I notice there’s been a sort of low-key, left-wing argument going on lately about open borders. I’ll lay my cards on the table and say that when it comes to the movement of people, I consider myself an open borders supporter, and by no means consider that an inherently “neoliberal” position as some people claim, depending on your definition of neoliberalism (something that is rarely fully resolved…).

There are a lot of reasons why I take the open borders position for humans — despite being less positive about the flow of goods and capital, to say the least. Some of those are arguable, such as the impact on wages and so forth. But there’s one show-stopper issue for me with the concept of enforced national borders — the enforcement part. Enforcing national borders necessarily requires a concept of deportation. Why? Because until we have a Star Trek force field and magical entry authorization detectors and a flawless, uncorrupt border control system, “unwanted” people will always get in. And then the border only means anything if you can remove those who cross it illegally.

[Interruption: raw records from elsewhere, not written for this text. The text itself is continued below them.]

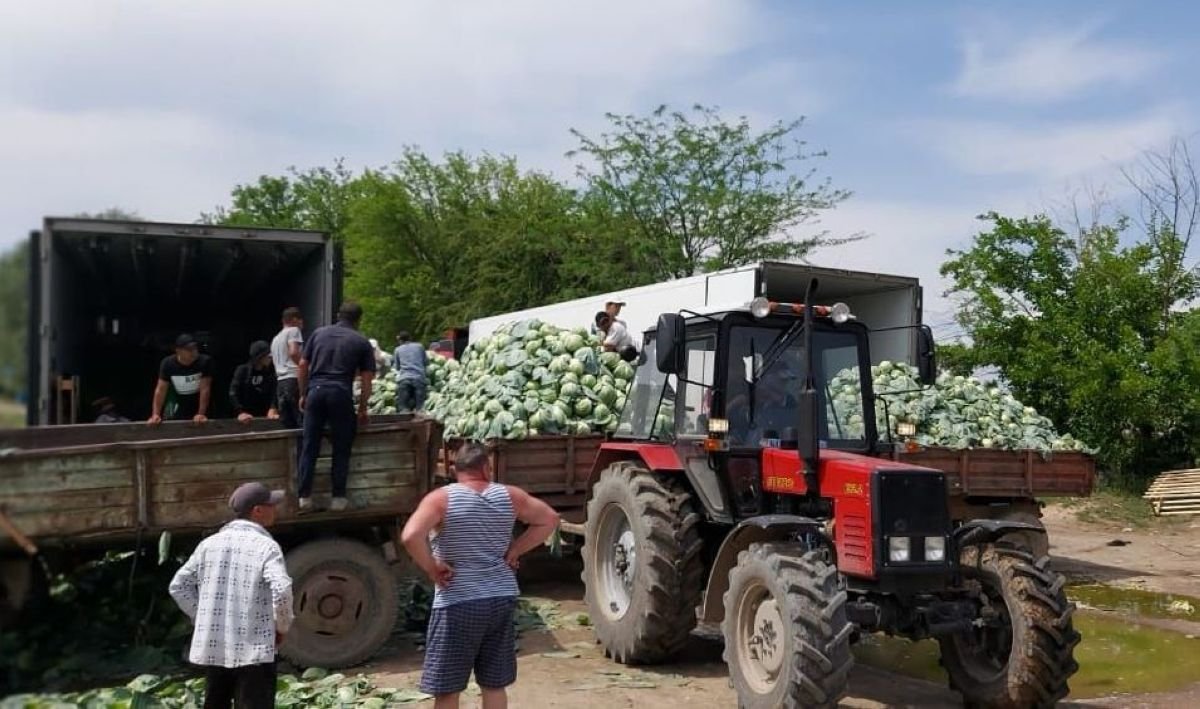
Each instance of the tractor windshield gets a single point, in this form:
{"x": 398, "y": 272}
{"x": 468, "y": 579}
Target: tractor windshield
{"x": 767, "y": 412}
{"x": 649, "y": 408}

But removing them requires not only a police force given the responsibility of exercising physical violence to control a non-violent crime, it also necessarily requires the entire apparatus of the carceral and surveillance state. For example: Due process must be given in order to deportation power prevent abuses (very common), but this requires preventing the object of deportation from “running to ground” to avoid enforcement of a negative outcome. Which requires jails, courts, and so on, and for nation-states of any size, all these things at quite a large scale. In order to catch border-violating individuals, a surveillance state of great power and detail (indeed, such as now exists and expands) must be implemented. Indeed, if it is not, then the worst wage effects of an undocumented labour class ensue quite logically.

Do I need to explain why a comprehensive carceral and surveillance state is a very bad thing, and indeed, how bad it is?

For this reason, I find it hard to take left-wing critiques of free movement and defenses of borders seriously until they engage with the topic of enforcement and particularly the mechanics of deportation. It is all well and good to say that people shouldn’t have to leave their communities of origin for employment, for important family reasons, or for their own amusement, and here we would all like to see, I hope, a world in which that is the case. It’s another thing to argue for a regime that works to stop people from moving, for whatever reason. And I suspect the overlords of the world are, as a group (if not individually), just fine with either regime, at least depending on the ascendant faction.